There is a certain irony in the fact that England, by a wide margin the cricket nation that cares least for the World Cup, seem hell-bent on single-handedly saving the tournament from itself.

Andrew Strauss' side have spectacularly risen above an ICC schedule seemingly designed specifically to minimise tension, interest, drama and excitement during the first five weeks of a six-week tournament.

In a tournament still clogged with dreary matches, England have produced back-to-back-to-back-to-back thrillers. Every game a cracker, every finish steeped in tension.

Clearly, this is not actually entirely good news for England. A better team would not have been involved in nailbiters against Ireland or Holland.

But a worse one would not have been involved with thrillers against India or South Africa.

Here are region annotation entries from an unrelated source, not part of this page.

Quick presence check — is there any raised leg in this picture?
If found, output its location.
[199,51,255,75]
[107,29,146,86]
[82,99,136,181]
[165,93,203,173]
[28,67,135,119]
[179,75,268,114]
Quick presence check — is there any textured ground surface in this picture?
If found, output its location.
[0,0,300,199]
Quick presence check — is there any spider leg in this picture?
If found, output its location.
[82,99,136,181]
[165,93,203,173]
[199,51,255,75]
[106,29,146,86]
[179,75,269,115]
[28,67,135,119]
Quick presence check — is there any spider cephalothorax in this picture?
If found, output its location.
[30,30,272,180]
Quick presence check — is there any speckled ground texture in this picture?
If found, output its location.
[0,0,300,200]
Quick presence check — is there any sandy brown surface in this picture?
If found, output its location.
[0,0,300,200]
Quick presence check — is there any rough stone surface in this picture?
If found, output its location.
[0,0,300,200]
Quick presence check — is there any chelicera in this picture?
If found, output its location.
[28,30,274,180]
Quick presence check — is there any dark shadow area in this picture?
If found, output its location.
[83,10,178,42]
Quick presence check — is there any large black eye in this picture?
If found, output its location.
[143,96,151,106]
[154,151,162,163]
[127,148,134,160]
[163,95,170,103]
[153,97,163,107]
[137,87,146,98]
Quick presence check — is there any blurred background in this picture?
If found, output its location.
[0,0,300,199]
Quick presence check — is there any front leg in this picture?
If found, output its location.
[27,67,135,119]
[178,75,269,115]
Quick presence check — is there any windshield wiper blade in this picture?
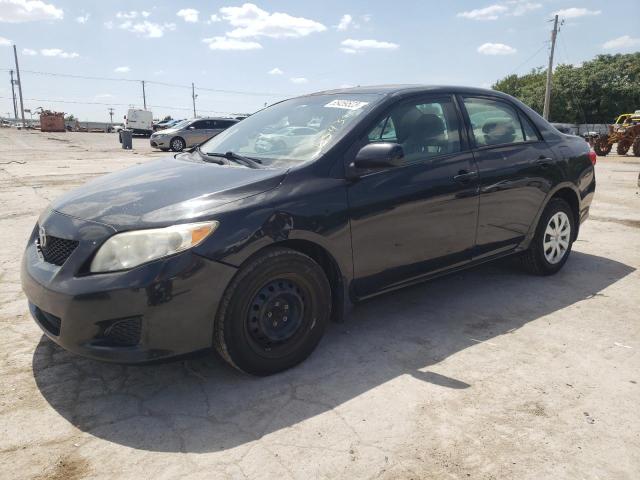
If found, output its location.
[194,147,229,165]
[206,152,262,168]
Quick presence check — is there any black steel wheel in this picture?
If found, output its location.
[213,248,331,375]
[633,136,640,157]
[593,135,613,157]
[169,137,187,152]
[616,140,631,155]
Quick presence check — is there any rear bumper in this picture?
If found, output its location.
[22,232,236,363]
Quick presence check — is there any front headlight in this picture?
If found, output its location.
[91,221,219,272]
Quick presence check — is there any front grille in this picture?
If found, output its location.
[38,235,79,266]
[32,305,62,337]
[104,317,142,347]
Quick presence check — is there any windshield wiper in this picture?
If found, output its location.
[194,147,229,165]
[205,152,262,168]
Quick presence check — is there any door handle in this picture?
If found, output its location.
[453,170,478,183]
[536,156,553,168]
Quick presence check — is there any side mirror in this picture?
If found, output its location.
[350,142,404,169]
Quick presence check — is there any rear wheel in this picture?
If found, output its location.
[616,140,631,155]
[169,137,187,152]
[593,135,612,157]
[633,135,640,157]
[213,248,331,375]
[522,198,576,275]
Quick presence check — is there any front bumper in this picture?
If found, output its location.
[22,214,236,363]
[149,137,171,148]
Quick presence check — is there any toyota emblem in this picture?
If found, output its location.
[38,227,47,248]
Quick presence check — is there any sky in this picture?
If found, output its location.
[0,0,640,121]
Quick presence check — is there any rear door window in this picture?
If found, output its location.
[464,97,524,147]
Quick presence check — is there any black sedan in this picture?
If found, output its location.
[22,86,595,375]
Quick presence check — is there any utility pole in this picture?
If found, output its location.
[191,82,197,118]
[542,15,558,120]
[9,70,18,121]
[142,80,147,110]
[13,45,25,127]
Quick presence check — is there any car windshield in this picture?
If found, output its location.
[200,93,381,164]
[170,120,191,128]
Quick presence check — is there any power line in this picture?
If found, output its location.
[509,41,548,75]
[0,68,293,97]
[0,96,238,114]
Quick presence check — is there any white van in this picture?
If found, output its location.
[124,108,153,135]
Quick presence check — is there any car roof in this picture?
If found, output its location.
[306,84,508,97]
[191,117,240,122]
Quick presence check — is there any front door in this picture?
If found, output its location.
[348,96,478,296]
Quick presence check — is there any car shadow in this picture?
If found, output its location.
[33,252,634,452]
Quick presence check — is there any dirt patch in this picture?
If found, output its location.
[34,454,90,480]
[589,215,640,228]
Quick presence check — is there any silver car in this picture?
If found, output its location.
[149,118,238,152]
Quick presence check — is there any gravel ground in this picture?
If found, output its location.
[0,129,640,480]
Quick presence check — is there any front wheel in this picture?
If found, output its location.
[593,135,613,157]
[169,137,187,152]
[633,135,640,157]
[213,248,331,375]
[522,198,576,275]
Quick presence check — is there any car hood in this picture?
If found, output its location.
[51,155,287,231]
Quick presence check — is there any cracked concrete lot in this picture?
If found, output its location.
[0,129,640,480]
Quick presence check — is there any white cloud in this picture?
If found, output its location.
[336,13,353,30]
[602,35,640,50]
[116,10,140,20]
[456,4,509,20]
[508,0,542,17]
[118,20,176,38]
[40,48,80,58]
[340,38,399,53]
[220,3,327,38]
[202,37,262,50]
[176,8,200,23]
[0,0,64,23]
[478,43,517,55]
[554,7,602,18]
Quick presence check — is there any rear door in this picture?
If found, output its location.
[186,120,211,147]
[462,96,561,258]
[348,96,478,296]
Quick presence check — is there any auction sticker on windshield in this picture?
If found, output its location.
[325,99,369,110]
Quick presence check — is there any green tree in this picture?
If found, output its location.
[492,52,640,123]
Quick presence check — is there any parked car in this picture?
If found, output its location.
[22,86,595,375]
[149,118,238,152]
[124,108,153,135]
[153,120,183,132]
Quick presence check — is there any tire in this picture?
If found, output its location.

This must be what it's like supporting Pakistan. Never knowing what's going to happen, whether your team will be brilliant or dreadful from one match, session, over or delivery to the next.

England could win this tournament in a blaze of glory. They could just as easily contrive to lose to both Bangladesh and West Indies and go home in disgrace.

Both options seem equally, gloriously plausible. Either way, it will not be dull.

But if England are the new Pakistan, it's reassuring to see South Africa are still South Africa.

Blessed with outrageous, unmatched individual talent but steadfastly remaining their own toughest opponents.

Sunday's defeat to England brought yet more inevitable reference to the c-word.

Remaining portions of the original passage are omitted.